HPC/Directories
Overview
Here is a summary of key directories related to Carbon, and environment variables used to access them:
Environment variable | Typical value | Shared across nodes | Notes |
---|---|---|---|
$HOME or ~ (tilde) |
/home/joe | yes | home sweet home |
$SANDBOX |
/sandbox/joe | yes | scratch space (short-term storage), not backed up |
$TMPDIR |
/tmp/12345.mds01.... | no | job-specfic scratch space |
$PBS_O_WORKDIR |
(yes) | the directory qsub was run in; typically used with cd $PBS_O_WORKDIR as first line in a job script
|
Details by function
Home directory
$HOME ~
The users' home directories are kept on a Lustre* file system and are backed up nightly. The home directory can be reached in standard Unix fashion using either the environment variable or the tilde sign in most shells (but generally not application programs, especially not those written in Fortran).
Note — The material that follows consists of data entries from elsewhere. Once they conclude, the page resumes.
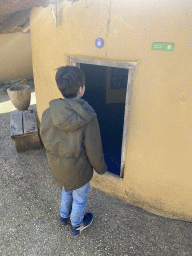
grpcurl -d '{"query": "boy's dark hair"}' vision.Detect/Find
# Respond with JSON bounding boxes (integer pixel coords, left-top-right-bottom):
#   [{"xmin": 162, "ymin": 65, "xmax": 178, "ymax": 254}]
[{"xmin": 55, "ymin": 66, "xmax": 85, "ymax": 98}]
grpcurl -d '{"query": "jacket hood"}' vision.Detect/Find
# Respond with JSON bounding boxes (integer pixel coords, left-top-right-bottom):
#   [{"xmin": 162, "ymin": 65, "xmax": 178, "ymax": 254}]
[{"xmin": 49, "ymin": 98, "xmax": 96, "ymax": 132}]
Your total file volume in $HOME is subject to a limit called quota, set at 0.5 TB for most users. This is a soft limit which can be exceeded by about 10% for a grace period of one week.
Global scratch space
$SANDBOX
This environment variable points to a user-specific directory which is shared by Lustre*.
Use this directory for short-lived files that need to be shared among multiple nodes, can get large, or change often. Usage policies (subject to change) are:
- Files are not backed up.
- Hard quota are 3 TB in volume and 2 million in file count.
- Soft quota are 10 GB and 10,000 files.
- The grace period for overflowing a soft limit is 3 weeks.
- If usage is still above the soft limit beyond the grace time, the file system will appear (to you) as being full. To recover, delete files.
- Files will be deleted automatically once they are older than 4 weeks.
These limits are aimed to keep space available for the intended use by short-lived files, in particular files of unusual size, or unusually many files.
Local scratch space
$TMPDIR
This variable and the directory it refers to is provided by the queueing system for all processes that execute a job. The directory:
- resides on local disk on each node,
- is named the same on each node,
- is not shared across nodes,
- is shared for processes on the same node (as many as given in "ppn=…"), in other words, the name is PBS job-specific, but not Unix PID-specific,
- typically provides about 100 GB of space,
- will be wiped upon job exit on each node.
The environment variable TMPDIR is not shared across nodes either. Either communicate it internal to your program, or have it exported by mpirun/mpiexec:
- OpenMPI
mpirun … \ -x TMPDIR \ [-x OTHERVAR] \ …
- Intel MPI
mpiexec.hydra … \ -genvlist TMPDIR[,OTHERVAR] \ …
Use in job files
You can use $TMPDIR
in one or more of the following ways:
- direct your application to store its temporary files there, which is typically done by command line switches or an environment variable such as:
export FOO_SCRATCH=$TMPDIR
- actually run your application there:
cd $TMPDIR
- In this case, make sure you either copy your input files there or you specify full paths to
$HOME
or$PPBS_O_WORKDIR
.
- copy files back upon job termination:
#PBS -W stageout=$TMPDIR/foo.ext@localhost:$PBS_O_WORKDIR #PBS -W stageout=$TMPDIR/*.bar@localhost:$PBS_O_WORKDIR
- You may specify several of these lines and use wildcards in to specify source files on the compute nodes. In contrast to explicit trailing "cp" commands in the job script, this copy will be executed even if a job overruns its walltime. See the qsub manual for further information.
(*) Lustre is a parallel file system that allows concurrent and coherent file access at high data rates.